In the latest study, the homocysteine level of people who could recall the six elements of a story came in under 10.6 µmol/L. People who could not remember any of the story’s concepts tested out at 11.3 to 14.8 µmol/L. While the difference appears small, when it comes to homocysteine, the tiniest amount can make the biggest difference. In studies on homocysteine and heart disease, one micromole difference in a liter of blood has proven significant.
All of the participants in the study were over 60 years old. A connection between age and not being able to remember also emerged. People closer to the age of 60 did a lot better on remembering words than people closer to 70. Unfortunately, however, it can’t all be blamed on homocysteine. People who had the hardest time remembering words and concepts were older, regardless of their homocysteine levels. However, one of the crucial things not addressed in the study was B12 status. Folate and vitamin B12 work together to enhance cognition. How many of the older people who couldn’t remember any of the words were B12 deficient is not known. B12 deficiency (whether it is apparent or not upon testing), is a frequent deficiency in older people, and supplemental B12 has been shown to increase language ability. According to an analysis of the Framingham heart study, an older person is likely to be B12 deficient unless they either take supplements or eat fortified cereal. The diet and health of the older participants was not addressed in the study.
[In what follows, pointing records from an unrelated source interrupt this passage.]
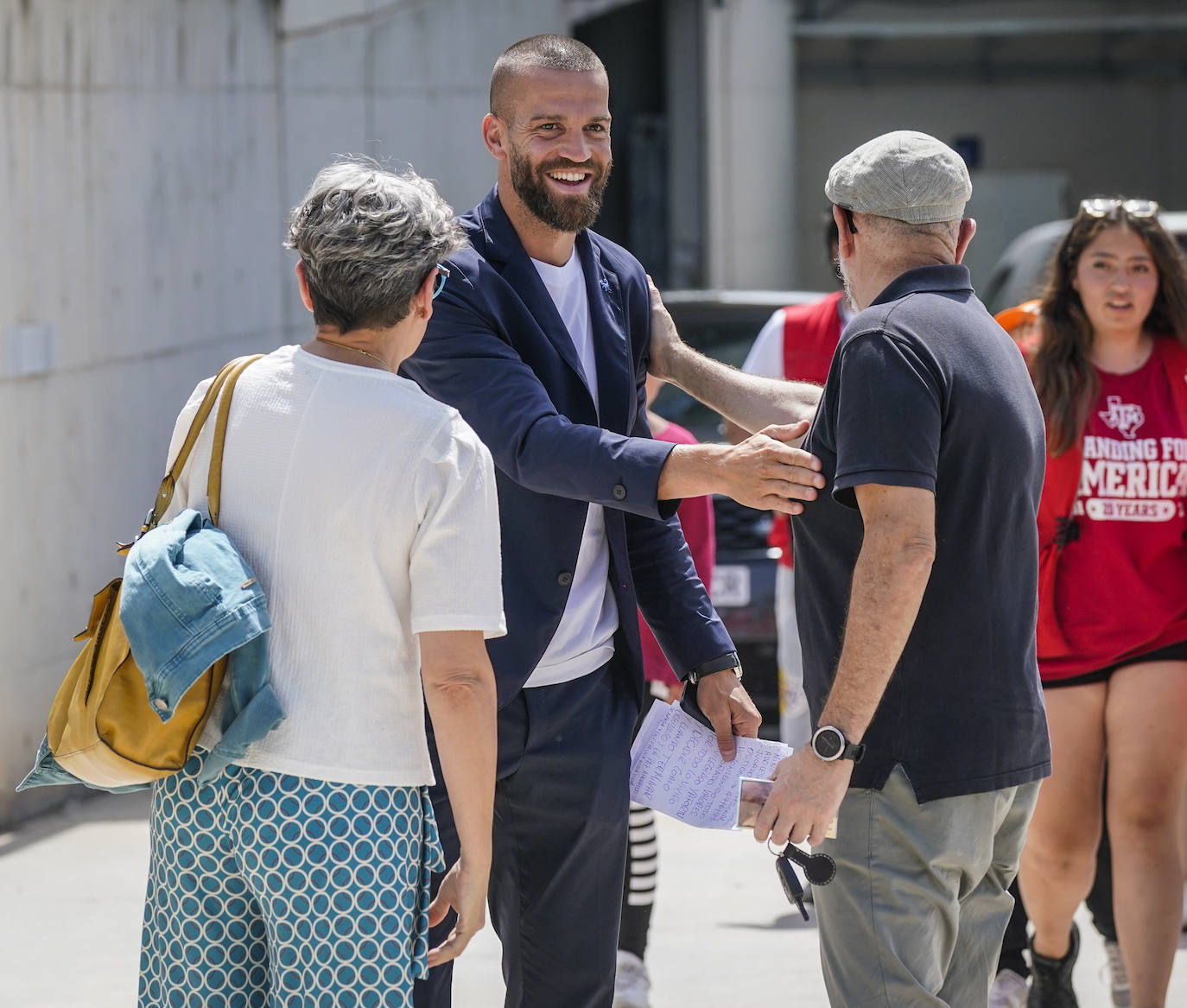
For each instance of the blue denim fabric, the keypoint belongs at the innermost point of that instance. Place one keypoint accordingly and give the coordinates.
(189, 599)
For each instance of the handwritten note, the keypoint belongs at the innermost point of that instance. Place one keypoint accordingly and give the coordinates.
(676, 769)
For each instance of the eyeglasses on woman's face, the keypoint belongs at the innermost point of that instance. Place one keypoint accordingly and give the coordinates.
(1108, 206)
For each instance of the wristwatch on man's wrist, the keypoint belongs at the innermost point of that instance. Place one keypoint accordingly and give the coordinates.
(830, 744)
(727, 660)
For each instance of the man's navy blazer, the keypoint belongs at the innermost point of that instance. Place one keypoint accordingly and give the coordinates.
(498, 352)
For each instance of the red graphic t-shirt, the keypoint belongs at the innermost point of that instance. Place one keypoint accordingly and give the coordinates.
(1122, 586)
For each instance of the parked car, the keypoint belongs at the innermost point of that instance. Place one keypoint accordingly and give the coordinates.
(1021, 273)
(724, 324)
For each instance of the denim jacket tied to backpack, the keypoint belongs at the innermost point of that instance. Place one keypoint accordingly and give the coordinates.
(189, 599)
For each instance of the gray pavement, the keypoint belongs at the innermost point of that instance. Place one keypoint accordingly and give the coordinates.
(72, 886)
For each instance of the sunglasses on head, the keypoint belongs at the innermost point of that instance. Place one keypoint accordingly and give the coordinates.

Researchers in Ireland have reported something very interesting about homocysteine and age. They found that people over 90 generally had lower homocysteine than people 70 to 89. There was no apparent explanation for this, including genes or vitamins. But these older people with homocysteine around 8 µmol/L (compared to 9.8 for the 70 to 89 year-olds) were doing great.
Eastley R, et al. 2000. Vitamin B12 deficiency in dementia and cognitive impairment: the effects of treatment on neuropsychological function. Int J Geriatr Psychiatry 15:226-33.
McCaddon A, et al. 1998. Total serum homocysteine in senile dementia of Alzheimer type. Int J Geriatr Psychiatry 13:235-9.
Morris MS, et al. 2001. Hyperhomocysteinemia associated with poor recall in the third National Health and Nutrition Examination Survey. Am J Clin Nutr 73:927-33.
Rea IM, et al. 2000. Community-living nonaganarians in northern Ireland have lower plasma homocysteine but similar methylenetetrahydrofolate reductase thermolabile genotype prevalence compared to 70-89-year-old subjects. Athersclerosis 149:207-14.
Riggs KM, et al. 1996. Relations of vitamin B-12, vitamin B-6, folate and homocysteine to cognitive performance in the Normative Aging Study. Am J Clin Nutr 63:306-14.
Tucker KL, et al. 2000. Plasma vitamin B-12 concentrations relate to intake source in the Framingham Offspring study. Am J Clin Nutr 71:514-22.